Fortsetzung...
EVOLVER: Ihr Schreibstil wird als "posthuman" bezeichnet; steht dies für Sie in Zusammenhang mit dem Spiel des permanenten Zitats, das frei, aber eben nicht beliebig ist?
Bertram: O, ich fühle mich eigentlich noch recht menschlich - ohne mich gleich als Anhängerin eines traditionellen Humanismus outen zu wollen. Aber einige der oft zitierten postmodernen Dikta wie z. B. "anything goes" finde ich schon gründlich überdenkenswert. Nur scheint sich das kaum jemand zu trauen. Es ist ungeheuer schwer, so etwas wie eine "Kritik des Postmodernismus" zu finden, die nicht gleich einen reaktionär-konservativen Wertekodex heraufbeschwört.
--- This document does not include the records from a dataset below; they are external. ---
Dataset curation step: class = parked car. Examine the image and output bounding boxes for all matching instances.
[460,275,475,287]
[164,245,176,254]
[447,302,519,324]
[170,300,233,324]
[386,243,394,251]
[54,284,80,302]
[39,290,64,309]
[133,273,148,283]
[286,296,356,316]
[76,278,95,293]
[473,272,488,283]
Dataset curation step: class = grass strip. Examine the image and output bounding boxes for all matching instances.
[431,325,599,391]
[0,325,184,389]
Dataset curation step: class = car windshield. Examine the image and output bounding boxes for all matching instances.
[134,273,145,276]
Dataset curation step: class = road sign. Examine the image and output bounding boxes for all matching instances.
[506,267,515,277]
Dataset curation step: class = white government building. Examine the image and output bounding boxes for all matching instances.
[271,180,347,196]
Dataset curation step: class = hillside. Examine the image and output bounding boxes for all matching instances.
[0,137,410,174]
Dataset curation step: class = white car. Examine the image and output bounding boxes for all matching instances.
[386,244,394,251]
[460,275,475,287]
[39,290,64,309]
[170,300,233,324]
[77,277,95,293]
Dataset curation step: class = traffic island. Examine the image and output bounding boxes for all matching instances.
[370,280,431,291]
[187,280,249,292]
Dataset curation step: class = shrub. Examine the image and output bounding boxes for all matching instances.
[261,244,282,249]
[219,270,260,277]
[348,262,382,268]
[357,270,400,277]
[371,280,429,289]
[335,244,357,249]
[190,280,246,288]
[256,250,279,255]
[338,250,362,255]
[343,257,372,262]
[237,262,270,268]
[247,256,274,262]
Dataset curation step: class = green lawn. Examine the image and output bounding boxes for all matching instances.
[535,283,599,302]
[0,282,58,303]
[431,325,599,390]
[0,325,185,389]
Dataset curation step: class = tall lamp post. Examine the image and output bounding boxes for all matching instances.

Es scheint ja auch keine wirklichen Alternativen zu geben. Wir leben nun mal im postmodernen Spätkapitalismus bzw. Neoliberalismus und werden gar nicht gefragt, ob uns das paßt oder nicht. Selbst Rebellion ist schon miteingeplant und bekommt ihren Sendeplatz. Alles ist so glatt, so smooth, ironisch, wechselhaft und unangreifbar, daß jede Kritik daran sofort abrutscht - oder (wie bei "South Park", Harald Schmidt, Schlingensief oder z. B. in der Phantastik) sich so verkleiden und kodieren muß, daß sie fast nur noch für "Eingeweihte" erkennbar ist.
EVOLVER: Fand auf diese kodierte Art und Weise auch der Feminismus Eingang in Ihren Roman?
Bertram: Ich bin primär von der Figur und der Geschichte ausgegangen, habe nach der passenden Story für meine (Anti-?)Heldin gesucht und sie schließlich in dem Motiv der ständigen Verwandlungen gefunden. Natürlich ist Nadine - ebenso wie ich - eine Feministin. Ich finde, daß heutzutage jede halbwegs selbständige Frau eine Feministin ist oder sich als solche bezeichnen sollte, aber das alleine macht uns noch nicht zu besseren Menschen oder Romanautorinnen. Die Diskriminierung von anderen oder Andersdenkenden läuft heute eher subtil ab, z. B. durch Marginalisierung, Exotisierung oder vermeintliche Kooperation. Frauen ziehen leider immer noch häufig den kürzeren, wenn´s um die wirklich interessanten Trauben und Positionen geht, in der Literatur wie im IT-Bereich. Und sie stellen sich leider viel zu oft selbst in den Schatten.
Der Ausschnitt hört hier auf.